Bien que la régulation micro- et macro-prudentielle puisse réduire certains risques liés à la formation des bulles, elle ne peut l’empêcher si la politique monétaire est trop accommodante. Cette dernière constitue la force motrice de la formation simultanée des bulles spéculatives géantes sur plusieurs marchés. La banque centrale a donc un rôle important à jouer dans la prévention des bulles, quitte à ralentir la croissance à un niveau plus réaliste, obligeant ainsi le gouvernement à faire des réformes structurelles pour redynamiser l’économie et à assainir les finances publiques. Cette approche consiste pour la banque centrale à aller à contre-courant des marchés (« lean against the wind ») afin de réduire la probabilité de formation de bulles et leur dimension si elles sont déjà formées. Elle permet d’éviter les coûts d’ajustement très élevés pour l’économie dus à l’instabilité financière. Toutefois, la banque centrale ne doit pas fixer un objectif de prix des actifs ni adopter une réaction automatique à leur égard. Avant d’agir, elle doit se faire une opinion sur les origines des bulles et sur l’état de l’économie au moment où ces bulles se forment, ce qui implique qu’une telle approche serait loin d’être simple et que son efficacité ne serait pas garantie à cent pour-cent compte tenu de ses coûts. En tout cas, elle réduirait le risque de laisser en place une politique monétaire accommodante pendant trop longtemps comme ce fut le cas après l’éclatement de la bulle Internet. On peut douter que la Fed et les autres banques centrales qui ignorent cette approche puissent mettre fin à leurs mesures de politique monétaire ultra-accommodantes à temps pour éviter une prise de risque trop excessive des opérateurs financiers et un gonflement outrancier des bulles.
L’application de l’approche à contre-courant peut buter sur les difficultés pratiques liées notamment à la détection des bulles et à l’utilisation de la politique monétaire pour lutter efficacement contre celles-ci. La banque centrale est face à une incertitude considérable sur le rôle macroéconomique des prix des actifs et sur les effets de ses interventions préventives. L’utilité de telles interventions est douteuse si la banque centrale est incapable de trouver le bon moment d’intervenir. En effet, les expériences montrent que les opérateurs financiers envoûtés par les bulles peuvent ignorer longtemps les hausses tardives du taux d’intérêt. Pour que la frénésie spéculative cesse, il faut une hausse assez brutale du taux d’intérêt. Le dégonflement des bulles qui s’ensuit risque alors d’induire une débâcle du système financier et une récession plus ou moins grave.
5. Est-ce différent cette fois-ci ?
Les opérateurs financiers ont l’habitude de justifier les bulles en avançant des arguments du type « cette fois, c’est différent, … ». Lorsque le grand public est convaincu par de tels arguments et se rue dans les bulles, ce sera bientôt le début de la crise.
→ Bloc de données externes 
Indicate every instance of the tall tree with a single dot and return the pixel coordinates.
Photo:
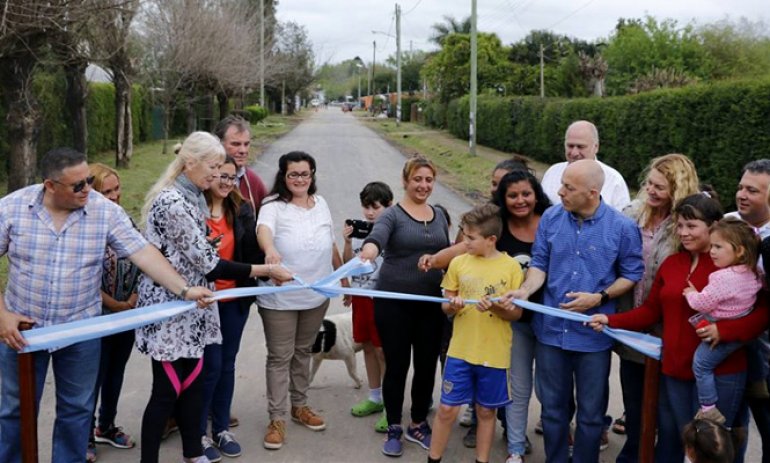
(450, 26)
(115, 48)
(448, 71)
(636, 47)
(293, 63)
(27, 29)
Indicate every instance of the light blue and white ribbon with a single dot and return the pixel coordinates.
(65, 334)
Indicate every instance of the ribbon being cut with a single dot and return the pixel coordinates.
(65, 334)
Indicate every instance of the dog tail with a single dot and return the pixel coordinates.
(325, 338)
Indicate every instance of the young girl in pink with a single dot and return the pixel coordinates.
(730, 293)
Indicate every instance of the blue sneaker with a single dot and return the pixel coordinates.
(209, 451)
(227, 445)
(393, 446)
(419, 435)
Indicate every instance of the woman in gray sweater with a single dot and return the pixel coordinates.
(405, 232)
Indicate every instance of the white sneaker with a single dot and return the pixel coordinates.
(466, 419)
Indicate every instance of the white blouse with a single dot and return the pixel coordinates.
(304, 238)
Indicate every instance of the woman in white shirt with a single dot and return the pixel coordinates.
(295, 229)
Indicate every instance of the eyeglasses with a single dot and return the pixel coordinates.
(79, 186)
(296, 175)
(227, 179)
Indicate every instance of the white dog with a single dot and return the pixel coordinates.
(335, 342)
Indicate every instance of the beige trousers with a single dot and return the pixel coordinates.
(289, 335)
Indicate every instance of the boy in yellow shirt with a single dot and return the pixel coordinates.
(479, 353)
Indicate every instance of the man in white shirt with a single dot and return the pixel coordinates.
(751, 197)
(581, 141)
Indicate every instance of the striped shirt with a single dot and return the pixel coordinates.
(54, 276)
(583, 256)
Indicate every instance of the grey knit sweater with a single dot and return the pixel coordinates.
(404, 239)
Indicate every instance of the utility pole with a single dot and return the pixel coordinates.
(398, 64)
(371, 69)
(474, 58)
(542, 67)
(262, 53)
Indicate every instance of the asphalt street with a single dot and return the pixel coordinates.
(348, 156)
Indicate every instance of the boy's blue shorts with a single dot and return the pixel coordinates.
(465, 383)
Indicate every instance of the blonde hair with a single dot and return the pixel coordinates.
(197, 147)
(681, 176)
(414, 163)
(101, 172)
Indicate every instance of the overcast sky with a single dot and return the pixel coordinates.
(342, 29)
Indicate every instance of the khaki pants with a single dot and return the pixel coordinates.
(289, 335)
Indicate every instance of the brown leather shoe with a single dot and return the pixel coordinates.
(306, 416)
(275, 435)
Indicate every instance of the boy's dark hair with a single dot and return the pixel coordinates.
(699, 207)
(56, 160)
(485, 219)
(376, 192)
(710, 441)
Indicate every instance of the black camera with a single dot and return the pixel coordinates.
(361, 228)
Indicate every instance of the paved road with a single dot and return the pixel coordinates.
(349, 155)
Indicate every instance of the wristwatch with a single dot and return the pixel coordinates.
(183, 293)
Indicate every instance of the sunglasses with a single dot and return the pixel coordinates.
(296, 175)
(79, 186)
(227, 179)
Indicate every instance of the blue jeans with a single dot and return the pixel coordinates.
(75, 369)
(557, 371)
(678, 403)
(116, 350)
(522, 356)
(632, 383)
(219, 367)
(705, 360)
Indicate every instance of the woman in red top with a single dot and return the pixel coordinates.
(677, 399)
(232, 230)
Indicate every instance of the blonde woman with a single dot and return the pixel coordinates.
(667, 180)
(175, 215)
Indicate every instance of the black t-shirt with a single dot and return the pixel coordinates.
(522, 252)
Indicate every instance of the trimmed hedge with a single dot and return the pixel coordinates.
(720, 126)
(255, 113)
(100, 113)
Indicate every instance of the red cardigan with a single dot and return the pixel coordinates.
(665, 303)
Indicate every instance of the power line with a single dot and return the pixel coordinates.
(412, 8)
(570, 15)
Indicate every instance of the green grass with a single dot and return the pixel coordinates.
(147, 164)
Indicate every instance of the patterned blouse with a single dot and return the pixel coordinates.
(177, 228)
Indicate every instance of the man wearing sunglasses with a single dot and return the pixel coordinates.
(54, 235)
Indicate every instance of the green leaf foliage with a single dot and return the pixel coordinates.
(256, 113)
(720, 126)
(448, 71)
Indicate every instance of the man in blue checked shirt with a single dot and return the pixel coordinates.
(55, 235)
(587, 254)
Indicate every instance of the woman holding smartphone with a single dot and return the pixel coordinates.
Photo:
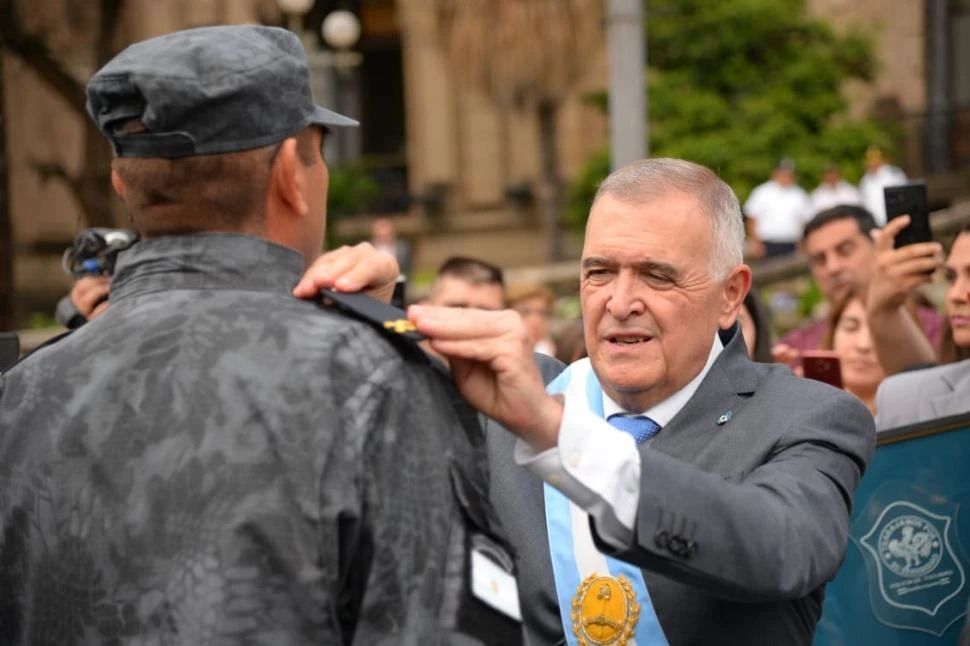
(848, 336)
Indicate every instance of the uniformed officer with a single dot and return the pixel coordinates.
(211, 460)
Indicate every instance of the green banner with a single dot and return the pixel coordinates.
(905, 577)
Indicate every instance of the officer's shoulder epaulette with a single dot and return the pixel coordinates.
(391, 321)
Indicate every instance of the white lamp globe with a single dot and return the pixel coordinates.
(295, 7)
(340, 29)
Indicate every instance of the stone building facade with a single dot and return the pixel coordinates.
(437, 142)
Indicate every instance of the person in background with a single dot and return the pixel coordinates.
(833, 191)
(468, 282)
(756, 327)
(879, 175)
(847, 333)
(776, 212)
(534, 303)
(384, 238)
(841, 254)
(921, 395)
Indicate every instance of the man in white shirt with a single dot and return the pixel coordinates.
(833, 191)
(667, 489)
(777, 210)
(878, 176)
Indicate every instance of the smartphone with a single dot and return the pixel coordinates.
(9, 349)
(909, 199)
(822, 365)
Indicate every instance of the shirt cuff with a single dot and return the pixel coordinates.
(596, 466)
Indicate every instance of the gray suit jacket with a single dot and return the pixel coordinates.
(739, 525)
(922, 395)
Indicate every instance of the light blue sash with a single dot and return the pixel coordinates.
(559, 527)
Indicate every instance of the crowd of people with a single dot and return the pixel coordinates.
(219, 454)
(778, 210)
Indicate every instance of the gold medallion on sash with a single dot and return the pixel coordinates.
(605, 611)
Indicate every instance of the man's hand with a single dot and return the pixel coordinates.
(90, 295)
(490, 354)
(897, 272)
(360, 268)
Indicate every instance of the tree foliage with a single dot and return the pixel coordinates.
(737, 84)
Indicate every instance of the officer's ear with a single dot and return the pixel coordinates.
(288, 182)
(733, 290)
(118, 184)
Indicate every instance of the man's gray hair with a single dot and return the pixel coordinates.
(648, 179)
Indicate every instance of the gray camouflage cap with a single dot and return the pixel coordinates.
(207, 90)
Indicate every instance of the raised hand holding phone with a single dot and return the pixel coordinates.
(898, 270)
(909, 199)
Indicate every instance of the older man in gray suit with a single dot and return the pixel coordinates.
(668, 489)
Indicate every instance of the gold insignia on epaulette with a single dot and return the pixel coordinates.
(605, 611)
(400, 326)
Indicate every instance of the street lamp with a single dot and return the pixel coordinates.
(330, 78)
(341, 31)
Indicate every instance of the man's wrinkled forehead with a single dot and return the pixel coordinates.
(834, 233)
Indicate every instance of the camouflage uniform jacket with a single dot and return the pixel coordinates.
(213, 461)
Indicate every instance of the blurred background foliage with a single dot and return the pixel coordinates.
(736, 85)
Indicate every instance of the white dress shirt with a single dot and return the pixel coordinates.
(826, 196)
(596, 465)
(871, 187)
(779, 212)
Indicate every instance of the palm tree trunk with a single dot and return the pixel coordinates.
(551, 183)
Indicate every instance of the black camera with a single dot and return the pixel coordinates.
(96, 250)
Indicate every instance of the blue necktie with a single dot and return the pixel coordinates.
(640, 427)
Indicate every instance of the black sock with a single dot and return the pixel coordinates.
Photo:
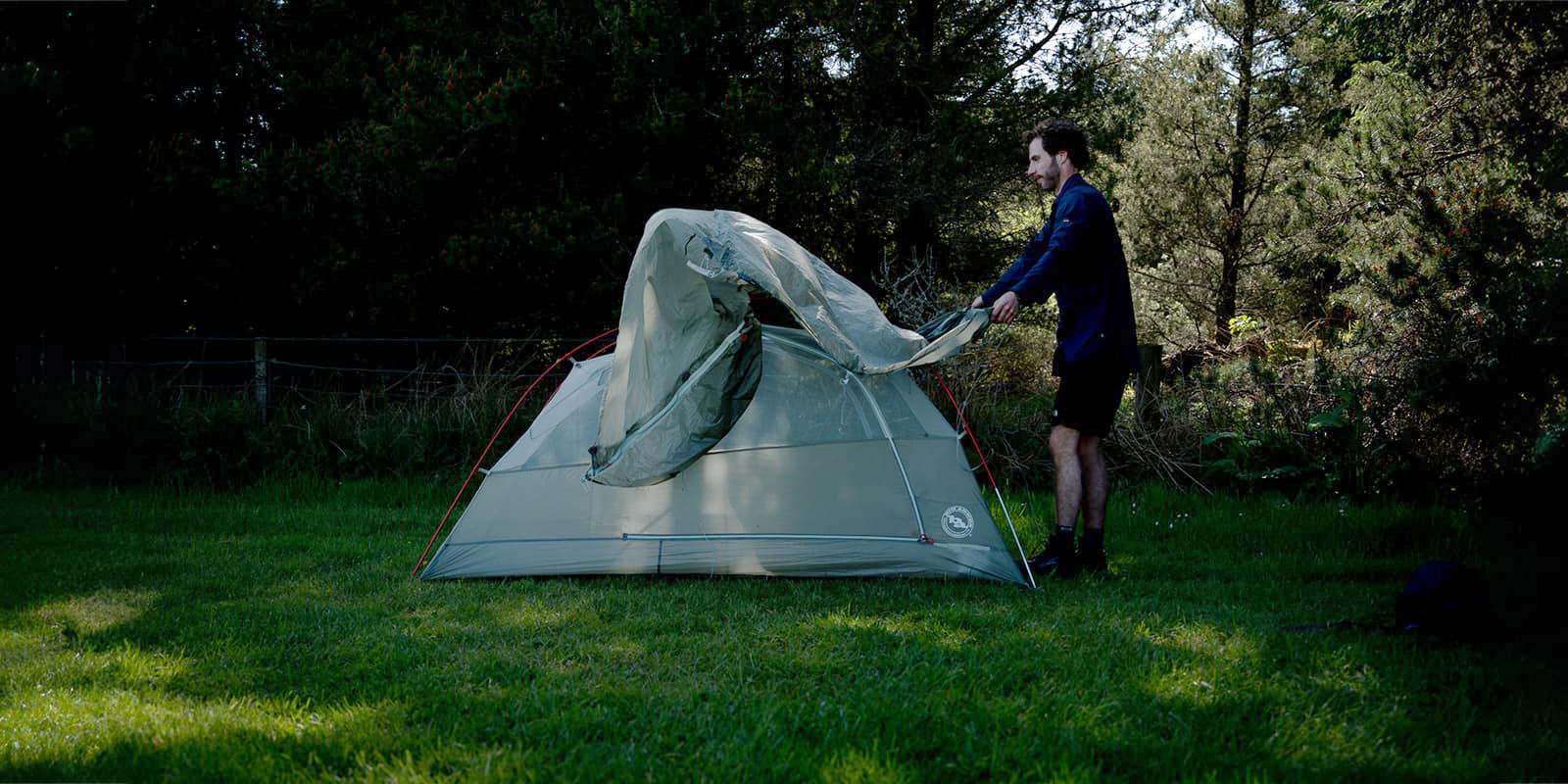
(1094, 538)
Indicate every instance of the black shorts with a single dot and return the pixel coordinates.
(1089, 397)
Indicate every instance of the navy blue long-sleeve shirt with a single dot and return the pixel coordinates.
(1078, 258)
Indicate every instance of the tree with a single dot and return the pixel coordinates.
(1446, 192)
(1207, 203)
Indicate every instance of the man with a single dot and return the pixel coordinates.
(1076, 258)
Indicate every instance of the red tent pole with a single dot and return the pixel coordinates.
(477, 463)
(1023, 556)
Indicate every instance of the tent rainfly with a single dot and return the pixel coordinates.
(710, 444)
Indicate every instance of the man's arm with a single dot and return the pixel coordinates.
(1031, 278)
(1066, 237)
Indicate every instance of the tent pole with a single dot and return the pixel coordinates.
(972, 439)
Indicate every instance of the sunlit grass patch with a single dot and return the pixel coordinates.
(273, 635)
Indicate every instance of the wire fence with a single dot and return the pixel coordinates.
(269, 370)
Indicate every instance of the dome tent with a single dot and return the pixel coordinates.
(768, 451)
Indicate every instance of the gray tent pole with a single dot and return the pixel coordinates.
(963, 430)
(1021, 554)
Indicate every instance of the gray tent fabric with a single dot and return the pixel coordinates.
(827, 472)
(686, 361)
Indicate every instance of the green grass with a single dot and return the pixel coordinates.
(274, 635)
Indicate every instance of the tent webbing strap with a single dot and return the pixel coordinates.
(698, 537)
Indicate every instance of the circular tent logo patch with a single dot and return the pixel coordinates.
(958, 522)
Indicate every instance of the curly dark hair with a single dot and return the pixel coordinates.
(1057, 135)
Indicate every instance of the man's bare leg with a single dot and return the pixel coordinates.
(1097, 485)
(1070, 475)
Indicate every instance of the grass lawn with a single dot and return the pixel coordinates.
(274, 635)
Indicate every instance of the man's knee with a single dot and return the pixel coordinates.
(1063, 443)
(1089, 447)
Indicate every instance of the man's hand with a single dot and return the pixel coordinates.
(1005, 308)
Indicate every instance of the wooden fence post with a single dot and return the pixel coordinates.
(261, 376)
(1147, 392)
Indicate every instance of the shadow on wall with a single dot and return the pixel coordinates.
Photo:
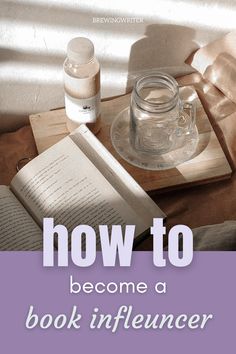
(162, 46)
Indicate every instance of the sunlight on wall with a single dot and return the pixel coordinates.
(34, 35)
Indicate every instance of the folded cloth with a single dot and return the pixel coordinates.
(220, 110)
(217, 63)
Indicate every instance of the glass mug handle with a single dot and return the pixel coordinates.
(187, 117)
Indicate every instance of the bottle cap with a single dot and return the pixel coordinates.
(80, 50)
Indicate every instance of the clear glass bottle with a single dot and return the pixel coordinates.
(82, 85)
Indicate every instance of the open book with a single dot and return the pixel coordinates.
(76, 181)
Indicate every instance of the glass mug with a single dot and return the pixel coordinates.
(158, 117)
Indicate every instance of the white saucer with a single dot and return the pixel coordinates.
(185, 147)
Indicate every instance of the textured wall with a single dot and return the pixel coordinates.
(34, 34)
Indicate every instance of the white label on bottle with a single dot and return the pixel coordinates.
(83, 110)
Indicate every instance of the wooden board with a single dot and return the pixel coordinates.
(209, 163)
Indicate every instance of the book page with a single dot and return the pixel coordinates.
(120, 179)
(63, 183)
(18, 231)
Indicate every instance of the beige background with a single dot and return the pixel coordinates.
(34, 34)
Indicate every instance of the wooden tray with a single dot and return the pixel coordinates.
(209, 163)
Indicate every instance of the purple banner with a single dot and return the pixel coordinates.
(192, 310)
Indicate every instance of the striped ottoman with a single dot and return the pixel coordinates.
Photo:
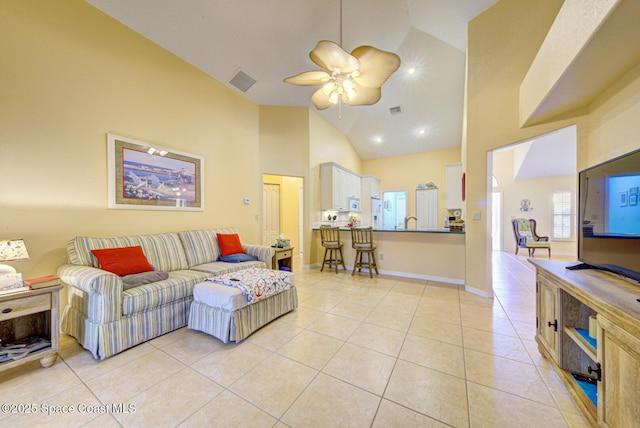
(224, 312)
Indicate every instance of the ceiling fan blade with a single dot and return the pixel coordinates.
(364, 96)
(329, 55)
(308, 78)
(376, 66)
(321, 100)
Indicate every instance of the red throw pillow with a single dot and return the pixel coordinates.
(229, 244)
(123, 261)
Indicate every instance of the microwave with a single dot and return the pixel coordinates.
(354, 205)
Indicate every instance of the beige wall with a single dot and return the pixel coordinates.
(406, 172)
(70, 74)
(502, 43)
(326, 144)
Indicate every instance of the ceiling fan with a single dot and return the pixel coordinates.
(353, 79)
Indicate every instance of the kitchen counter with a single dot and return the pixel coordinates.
(433, 255)
(447, 231)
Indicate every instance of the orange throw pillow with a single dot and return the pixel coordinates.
(123, 261)
(229, 244)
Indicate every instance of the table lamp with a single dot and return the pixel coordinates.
(11, 250)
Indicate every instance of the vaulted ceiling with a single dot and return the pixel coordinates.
(271, 39)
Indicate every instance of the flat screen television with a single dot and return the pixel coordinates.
(609, 216)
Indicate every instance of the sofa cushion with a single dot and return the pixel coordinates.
(146, 297)
(123, 261)
(229, 243)
(220, 268)
(137, 279)
(163, 251)
(201, 246)
(237, 258)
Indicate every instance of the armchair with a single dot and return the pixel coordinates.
(526, 236)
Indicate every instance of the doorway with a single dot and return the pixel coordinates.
(282, 214)
(270, 213)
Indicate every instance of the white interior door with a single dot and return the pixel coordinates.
(301, 214)
(270, 213)
(496, 221)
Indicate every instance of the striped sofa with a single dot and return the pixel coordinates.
(107, 320)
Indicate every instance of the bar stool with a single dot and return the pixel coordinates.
(362, 242)
(332, 246)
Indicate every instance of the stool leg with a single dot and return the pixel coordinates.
(355, 263)
(375, 264)
(324, 259)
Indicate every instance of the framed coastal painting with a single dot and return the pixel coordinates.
(145, 176)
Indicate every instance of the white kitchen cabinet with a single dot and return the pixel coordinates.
(427, 208)
(337, 186)
(453, 195)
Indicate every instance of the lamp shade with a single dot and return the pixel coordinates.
(13, 249)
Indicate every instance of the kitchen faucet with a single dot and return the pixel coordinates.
(406, 221)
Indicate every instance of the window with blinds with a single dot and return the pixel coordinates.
(563, 214)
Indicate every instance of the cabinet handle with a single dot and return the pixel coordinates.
(597, 371)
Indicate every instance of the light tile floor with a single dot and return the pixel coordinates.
(360, 352)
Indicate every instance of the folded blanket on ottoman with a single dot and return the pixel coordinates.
(255, 283)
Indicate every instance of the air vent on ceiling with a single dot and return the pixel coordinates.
(242, 81)
(395, 110)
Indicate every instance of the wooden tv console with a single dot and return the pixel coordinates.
(565, 299)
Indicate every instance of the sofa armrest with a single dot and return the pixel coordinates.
(95, 292)
(262, 252)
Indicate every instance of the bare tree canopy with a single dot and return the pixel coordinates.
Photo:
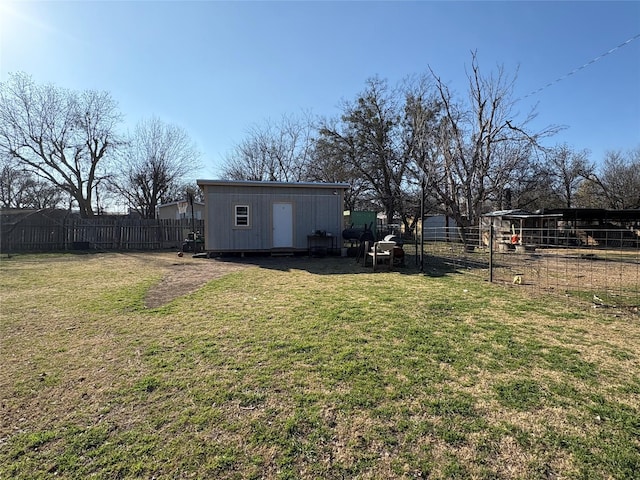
(481, 145)
(616, 184)
(62, 136)
(566, 171)
(153, 165)
(273, 151)
(19, 188)
(368, 142)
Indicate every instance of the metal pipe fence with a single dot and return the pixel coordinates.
(598, 265)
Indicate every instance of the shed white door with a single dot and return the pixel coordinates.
(282, 225)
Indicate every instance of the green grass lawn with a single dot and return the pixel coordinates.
(307, 368)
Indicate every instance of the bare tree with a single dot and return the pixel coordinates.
(369, 136)
(154, 163)
(480, 145)
(62, 136)
(566, 170)
(618, 180)
(273, 151)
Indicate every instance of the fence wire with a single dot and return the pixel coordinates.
(601, 266)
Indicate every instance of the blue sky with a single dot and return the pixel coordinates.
(217, 68)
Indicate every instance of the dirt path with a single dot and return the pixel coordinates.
(184, 275)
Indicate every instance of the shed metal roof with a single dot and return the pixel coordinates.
(254, 183)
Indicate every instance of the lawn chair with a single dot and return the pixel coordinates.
(380, 252)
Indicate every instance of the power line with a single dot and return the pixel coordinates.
(576, 70)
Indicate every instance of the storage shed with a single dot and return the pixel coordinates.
(253, 216)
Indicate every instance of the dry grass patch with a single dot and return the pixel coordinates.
(305, 368)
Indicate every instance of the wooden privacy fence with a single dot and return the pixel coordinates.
(38, 232)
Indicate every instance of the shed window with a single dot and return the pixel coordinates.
(241, 215)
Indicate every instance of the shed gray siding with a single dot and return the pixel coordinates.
(314, 207)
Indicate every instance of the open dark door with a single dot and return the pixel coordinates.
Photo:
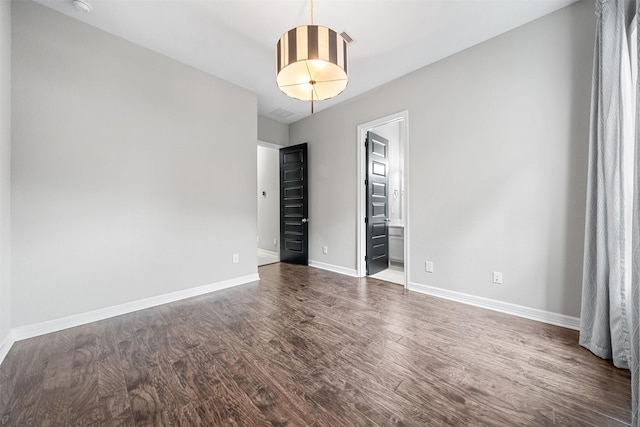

L’argent intelligent (« smart money »), qui est à contre-courant (« contrarian »), considère que le sommet des prix des actifs coïncide avec l’abondance de tels arguments et sort des marchés en ébullition. On constate que ce genre d’arguments commence à émerger ces derniers mois. [16] Au lieu de chercher à rassembler les arguments visant à justifier la forte hausse des prix des actifs depuis le printemps 2009, j’analyse ici quelques différences entre la situation actuelle et celle avant la crise financière globale de 2008 du point de vue économique et politique.
Avant la crise de 2008, on constatait une croissance forte dans les pays émergents et une croissance relativement vigoureuse dans la plupart des pays développés. La situation actuelle est contrastée tant dans les pays développés que dans les pays émergents. Aux Etats-Unis, l’économie croît à un rythme annuel de 2 % et cela au prix des politiques monétaire et budgétaires ultra-accommodantes. [17] Plusieurs pays de l’UEM peinent à sortir de la récession induite par les politiques d’austérité imposées durant la crise de l’euro, et d’autres connaissent une croissance faible. La perspective de croissance de la zone euro, récemment révisée à la hausse, reste modeste et est soumise à de nombreuses incertitudes. La politique monétaire ultra-accommodante au Royaume-Uni n’a permis qu’une croissance très modérée. La croissance du Japon devenue un peu plus robuste depuis début 2013, suite à la dévaluation forte du yen et à la hausse spectaculaire des cours boursiers, risque de s’enliser lors du relèvement en avril 2014 de la TVA de 5 % à 8 % pour renflouer la caisse publique.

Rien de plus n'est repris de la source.